Alderwoman Maria Hadden of the 49th Ward reintroduced a resolution on behalf of Bring Chicago Home in the City Council meeting later that morning. The resolution aims to restructure the Real Estate Transfer Tax (RETT), a one-time tax on properties when they are sold, to create a new, substantial, and legally dedicated revenue stream to provide permanent affordable housing. Alderpeople Daniel LaSpata, Matt Martin, Byron Sigcho-Lopez, Jeanette Taylor, Carlos Ramirez-Rosa, Rossana Rodriguez Sanchez, Michael D. Rodriguez and Andre Vasquez co-sponsored the resolution.
BCH calls on Mayor Lightfoot to support the resolution to create long-term housing opportunities to mitigate the lasting economic impacts of the pandemic that will otherwise result in a wave of homelessness on top of what the city already faces.

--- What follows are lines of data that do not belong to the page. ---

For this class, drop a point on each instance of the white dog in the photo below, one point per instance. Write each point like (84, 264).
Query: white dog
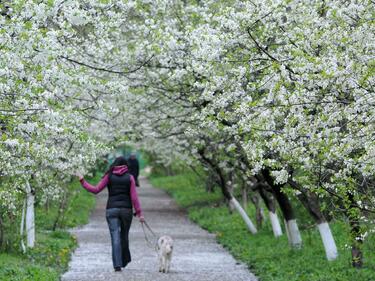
(165, 248)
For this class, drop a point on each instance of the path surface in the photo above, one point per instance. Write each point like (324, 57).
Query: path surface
(196, 256)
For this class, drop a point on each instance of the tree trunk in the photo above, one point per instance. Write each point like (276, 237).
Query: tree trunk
(60, 212)
(328, 241)
(258, 212)
(1, 231)
(295, 239)
(244, 196)
(22, 227)
(270, 204)
(275, 223)
(30, 216)
(244, 215)
(355, 231)
(311, 203)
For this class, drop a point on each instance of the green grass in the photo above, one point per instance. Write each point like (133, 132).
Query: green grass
(269, 258)
(51, 254)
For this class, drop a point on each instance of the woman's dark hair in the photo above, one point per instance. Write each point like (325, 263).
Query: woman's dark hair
(119, 161)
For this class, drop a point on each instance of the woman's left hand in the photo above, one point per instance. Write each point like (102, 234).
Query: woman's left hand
(79, 175)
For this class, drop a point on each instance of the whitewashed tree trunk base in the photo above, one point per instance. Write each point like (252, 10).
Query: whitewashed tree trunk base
(244, 215)
(328, 241)
(276, 227)
(30, 217)
(23, 226)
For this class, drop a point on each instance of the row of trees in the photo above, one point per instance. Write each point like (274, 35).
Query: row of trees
(275, 97)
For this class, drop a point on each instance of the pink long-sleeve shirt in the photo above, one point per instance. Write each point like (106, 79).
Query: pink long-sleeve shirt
(118, 170)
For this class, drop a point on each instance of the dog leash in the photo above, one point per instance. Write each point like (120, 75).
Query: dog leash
(149, 243)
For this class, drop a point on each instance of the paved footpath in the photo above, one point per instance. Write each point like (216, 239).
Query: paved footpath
(196, 256)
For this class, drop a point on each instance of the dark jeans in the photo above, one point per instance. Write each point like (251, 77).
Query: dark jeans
(119, 221)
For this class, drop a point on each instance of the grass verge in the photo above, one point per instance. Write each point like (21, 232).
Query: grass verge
(51, 254)
(268, 258)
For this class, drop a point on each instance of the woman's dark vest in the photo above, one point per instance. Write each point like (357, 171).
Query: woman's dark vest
(119, 191)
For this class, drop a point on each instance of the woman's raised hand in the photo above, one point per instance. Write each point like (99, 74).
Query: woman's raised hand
(79, 175)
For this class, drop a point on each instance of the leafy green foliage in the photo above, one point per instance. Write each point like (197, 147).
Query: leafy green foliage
(51, 255)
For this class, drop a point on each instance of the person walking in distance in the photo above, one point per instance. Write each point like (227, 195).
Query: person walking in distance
(122, 198)
(134, 167)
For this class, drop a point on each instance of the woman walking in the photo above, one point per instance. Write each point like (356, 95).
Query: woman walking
(122, 197)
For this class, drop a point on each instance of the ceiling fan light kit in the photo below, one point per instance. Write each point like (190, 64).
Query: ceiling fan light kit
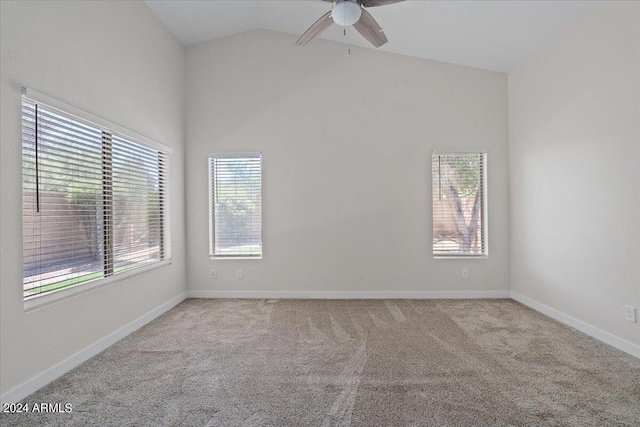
(346, 13)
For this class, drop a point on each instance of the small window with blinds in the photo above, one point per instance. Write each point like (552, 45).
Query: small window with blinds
(94, 201)
(459, 204)
(235, 214)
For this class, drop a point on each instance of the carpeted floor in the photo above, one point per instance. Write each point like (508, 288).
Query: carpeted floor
(349, 362)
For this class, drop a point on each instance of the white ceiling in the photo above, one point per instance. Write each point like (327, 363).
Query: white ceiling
(494, 35)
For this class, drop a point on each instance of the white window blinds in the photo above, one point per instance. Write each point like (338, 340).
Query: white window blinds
(94, 201)
(235, 188)
(459, 204)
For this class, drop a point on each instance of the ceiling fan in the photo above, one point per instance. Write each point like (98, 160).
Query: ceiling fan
(346, 13)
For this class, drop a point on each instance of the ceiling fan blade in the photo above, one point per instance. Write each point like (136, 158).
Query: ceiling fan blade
(374, 3)
(370, 30)
(316, 29)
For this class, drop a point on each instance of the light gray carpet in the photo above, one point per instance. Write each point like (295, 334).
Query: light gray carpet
(349, 362)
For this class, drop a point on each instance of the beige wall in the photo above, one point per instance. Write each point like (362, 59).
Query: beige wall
(346, 145)
(114, 60)
(574, 131)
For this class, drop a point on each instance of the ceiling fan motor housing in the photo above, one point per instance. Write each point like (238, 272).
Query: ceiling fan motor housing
(346, 12)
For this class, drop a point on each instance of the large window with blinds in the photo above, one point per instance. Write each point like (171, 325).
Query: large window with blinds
(459, 200)
(235, 200)
(94, 201)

Before the pandemic, 77,000 people experienced homelessness and that number will only grow when the eviction moratorium is lifted without long-term solutions.
“The burdens of history, structural racism, and current economic disparities caused the majority of people experiencing homelessness in Chicago to be Black—a situation which we now have a chance to help rectify,” says Rev. Dr. Jacqueline Triche Atkins, pastor at Christ Universal Temple.
BCH aims to give voters in Chicago the chance to weigh in on making the city’s RETT progressive to create a dedicated revenue stream to create and preserve affordable housing to combat homelessness. This would provide long-term funding that will outlast the one-time federal funds from the American Rescue Plan dedicated to addressing the housing crisis.
About Bring Home Chicago
BCH is a coalition comprised of people experiencing homelessness and housing instability, as well as community, policy, and direct-service organizations dedicated to addressing homelessness and lack of affordable housing in Chicago. Its members are: Communities United, Chicago Coalition for the Homeless, Jewish Council on Urban Affairs, ONE Northside, SEIU Healthcare – IL and IN, and United Working Families.
As a city, we can take the necessary steps toward undoing centuries of systemic racism that have created barriers for people in accessing what they need to survive and thrive, including housing. Homelessness affects Chicagoans in every corner of our city, but Chicagoans who identify as Black make up 61% of the population experiencing homelessness, and 82% of homeless students in Chicago Public Schools are Black.